Le prix de thèse Phytopharma

Chaque année le Groupe français des pesticides décerne, à l’occasion de son congrès, le prix de thèse Phytopharma. Ce prix récompense la meilleure thèse de doctorat soutenue dans l’année sur une thématique concernant les produits phytosanitaires, de leur synthèse à leur mode d’action, de leurs effets sur l’environnement ou sur l’homme à leurs bénéfices socio-économiques pour l’agriculture.
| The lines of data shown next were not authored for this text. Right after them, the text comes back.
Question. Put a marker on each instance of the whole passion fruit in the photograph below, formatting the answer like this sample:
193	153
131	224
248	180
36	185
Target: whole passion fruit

De nombreux lauréats ont été ainsi distingués au fil des années dont plusieurs ont effectué tout ou partie de leur thèse dans des unités de recherche de l’Inra :

  • Joël Aka, en 2015, pour sa thèse en Sciences économiques portant sur l’impact économique de la procédure d'autorisation de mise sur le marché des produits phytosanitaires en Europe,  préparée au sein du Laboratoire d’Économie appliquée de Grenoble (Inra, Univ. Pierre Mendès France) ;
  • Élodie Passeport, en 2012 pour sa thèse en Sciences de l’eau - Efficacité d'une zone humide artificielle et d'une zone tampon forestière pour dissiper la pollution par les pesticides dans un bassin versant agricole drainé -  réalisée sous la direction d’Yves Coquet, UMR Écologie fonctionnelle et écotoxicologie des agroécosystèmes (Inra, AgroparisTech) et effectuée pour partie dans cette même unité ;
  • Cécile Petit, en 2010, pour sa thèse en Sciences de la vie consacrée à la résistance non liée à la cible aux herbicides inhibiteurs de l’acétyl-coenzyme A carboxylase chez le Vulpin des champs – effectuée dans l’UMR Agroécologie (Inra, Univ. Bourgogne, AgroSup Dijon, CHU Dijon, CNRS) ;
  • Laure Mamy, en 2006, pour sa thèse de doctorat consacrée aux  impacts environnementaux des herbicides à large spectre et des herbicides sélectifs. L. Mamy est aujourd’hui chercheur au sein de l’UMR Écologie fonctionnelle et écotoxicologie des agroécosystèmes (Inra, AgroParisTech) ;
  • Christophe Delye, en 1999, pour sa thèse de doctorat portant sur la variabilité de l'agent de l’oïdium de la vigne. C. Delye est aujourd’hui chercheur dans l’UMR Agroécologie (Inra, Univ. Bourgogne, AgroSup Dijon, CHU Dijon, CNRS).

 

Aujourd’hui, Nebila Lichiheb a rejoint avec plaisir cette cohorte de brillants étudiants. Elle vit actuellement aux Etats-Unis où elle s’apprête à poursuivre sa formation scientifique dans le cadre d’un travail post-doctoral.